Brad Sageman’s research over the years has included work focused on the paleobiologic causes and consequences of perturbations in biogeochemical cycles, and the use of fossils as recorders of change in biogeochemical cycles.  A recent collaboration with paleobotanist Jenny McElwain at University College Dublin is expanding earlier work on the marine faunas of the Cenomanian-Turonian (C-T) interval in the Western Interior basin into coeval marginal marine sites in order to sample the terrestrial response to a major perturbation in the global carbon cycle.  A graduate student co-advised by Sageman and McElwain, Rich Barclay, has recently completed a reconstruction of pCO2 across the C-T interval using the stomatal index method.

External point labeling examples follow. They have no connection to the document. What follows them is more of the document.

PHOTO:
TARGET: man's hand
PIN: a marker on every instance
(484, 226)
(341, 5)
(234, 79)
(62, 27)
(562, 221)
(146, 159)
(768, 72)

Rosemary Bush’s research focuses on building the tools for understanding the plant fossil record and reconstructing paleoecosystems using careful examinations of the drivers of those tools in living plants and their applications to fossil flora.  Much of the structure and composition of ancient terrestrial ecosystems is not directly preserved in the fossil record, and to understand those aspects requires interpreting proxy records, which in turn must be grounded in a thorough understanding of modern plants and their environments.  Bush’s expertise combines biology, paleontology, and geochemistry, and she applies the perspective of modern plant biology to questions of how ancient plants recorded the environments they inhabited and how we can interpret those records to understand the history of environmental change on Earth. Recent and ongoing work includes:

1) calibration studies on how cellular morphology and stable carbon isotopes record light exposure and shading of a plant leaf, a valuable tool in reconstructing the three-dimensional structure of fossil forests and their component species.  This work uses plants on the Northwestern campus and at the Chicago Botanic Garden, and is suitable for undergraduate research projects.

2) paleoecosystem reconstructions using fossil plants and leaves—their morphology and stable isotope composition—from Ethiopia and Wyoming, and collaboration with colleagues working at other localities.

3) studies of stable isotopes (carbon, oxygen, hydrogen) of modern plants with applications to archaeology.